Von Befürwortern wird der Mundtabak als gute Alternative zum herkömmlichen Rauchen angepriesen. «Snus ist zum einen weniger schädlich als Zigaretten, zum anderen kann man es immer und überall konsumieren, ohne jemanden zu stören», sagt Petrzilka. Auch kenne er viele Fälle, bei denen Leute von den Glimmstängeln auf Lutschtabak umgestiegen seien.

Die gesundheitlichen Risiken von Snus stellt BAT Schweiz nicht in Abrede. Daher sei man auch der Überzeugung, dass solche Produkte nur an Volljährige abgegeben werden sollten, so Petrzilka weiter. Ausserdem richte BAT das Marketing zu seinem weissen Epok-Snus «ausschliesslich an bestehende Raucher».

Wie der Tabakgigant ist auch SVP-Nationalrat Lukas Reimann für die Legalisierung des Snus-Verkaufs. Der Politiker lancierte bereits 2013 einen entsprechenden Vorstoss im Parlament. Er sei überzeugt, dass der Oraltabak ein «erfolgreiches Mittel» sei, um der Zigarette abzuschwören. Ebenso falle der Faktor Passivrauch weg. «Es wäre völlig inkohärent, Snus zu verbieten und gleichzeitig schädlichere Produkte weiterhin zuzulassen», sagt Reimann.

Snus als Rauchstopp-Hilfe fraglich

Suchtfachleute stehen der Legalisierung dagegen kritisch gegenüber. «Snus ist ein schädliches Produkt mit krebserregenden Stoffen und negativen Auswirkungen auf Mundgesundheit und Kreislaufsystem», sagt Verena El Fehri, Geschäftsführerin der Arbeitsgemeinschaft Tabakprä­ven­tion Schweiz. Gerade die Schäden am Zahnfleisch seien «enorm».

Raucher konsumierten zwar ein weniger schädliches Produkt, wenn sie auf den Lutschtabak umsteigen würden, räumt die Tabakpräventionsspezialistin ein. Allerdings seien ihr keinerlei Studien bekannt, die zeigen würden, dass Snus als Rauchstopp-Hilfe tauge.

Auch Lungenarzt Otto Brändli, Präsident der Schweize­rischen Lungenstiftung, bezeichnet das Argument als «Ausrede». Er kenne zwar Raucher, die ihren Zigaretten-Konsum mithilfe von E-Zigaretten hätten verringern können. «Aussteiger sind mir aber keine bekannt.» Weiter habe eine Studie zwar ergeben, dass Menschen mittels E-Zigaretten mit dem Rauchen aufhören könnten.

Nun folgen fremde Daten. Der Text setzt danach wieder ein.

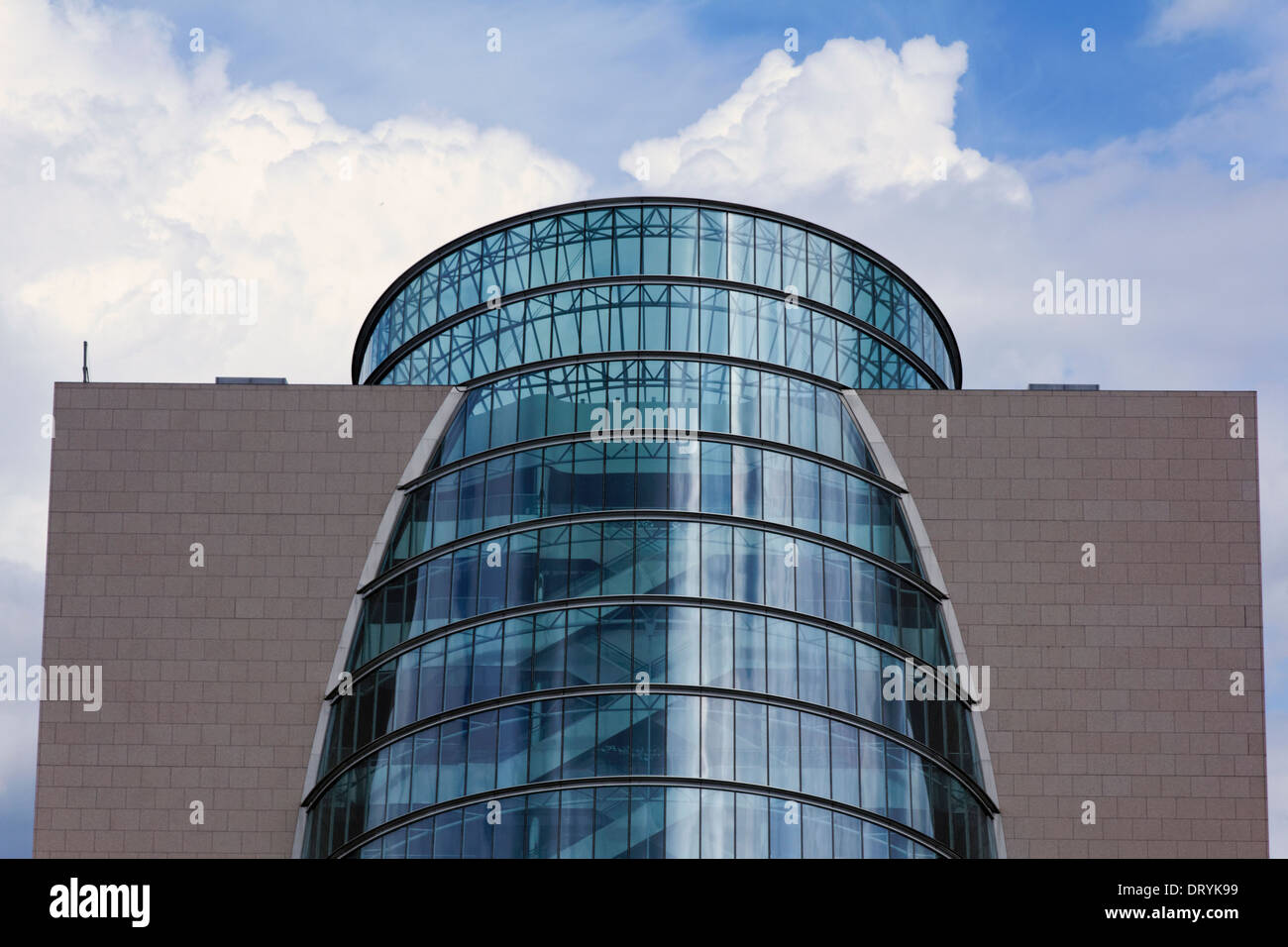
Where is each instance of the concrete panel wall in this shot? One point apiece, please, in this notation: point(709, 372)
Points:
point(213, 677)
point(1109, 684)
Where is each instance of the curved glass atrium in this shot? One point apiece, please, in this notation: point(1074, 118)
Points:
point(640, 599)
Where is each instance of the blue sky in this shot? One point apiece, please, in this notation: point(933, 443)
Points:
point(1107, 163)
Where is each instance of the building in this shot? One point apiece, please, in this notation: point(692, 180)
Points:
point(630, 539)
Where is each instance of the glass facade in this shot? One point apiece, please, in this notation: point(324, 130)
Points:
point(644, 595)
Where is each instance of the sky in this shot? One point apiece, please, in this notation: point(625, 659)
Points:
point(977, 145)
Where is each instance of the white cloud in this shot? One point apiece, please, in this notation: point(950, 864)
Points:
point(160, 165)
point(854, 116)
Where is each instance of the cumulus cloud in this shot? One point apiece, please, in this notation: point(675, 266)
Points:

Allerdings würden 90 Prozent das Nikotin weiterhin aus dem Ersatzprodukt beziehen.

«Snus ist eine Einstiegsdroge»

Die starke Abhängigkeit, die Snus verursachen kann, bereitet Brändli am meisten Kopfzerbrechen: «Sie erhöht die Wahrscheinlichkeit, dass Jugendliche später mit dem Rauchen anfangen. Snus ist eine Einstiegsdroge.»

El Fehri stösst sich zudem an den fehlenden Werbebeschränkungen für Tabakprodukte. Geschäfte und Kioske, die Tabak verkaufen würden, seien «die grösste Werbefläche überhaupt». Nach einer Legalisierung, so El Fehri, könnten die Snus-Produkte noch prominenter ausgestellt, Kinder und Jugendliche noch einfacher angesprochen werden. Ihre Befürchtung: «Die Zahl der Snuser wird weiter steigen, während der Raucher-Anteil unverändert bleibt.»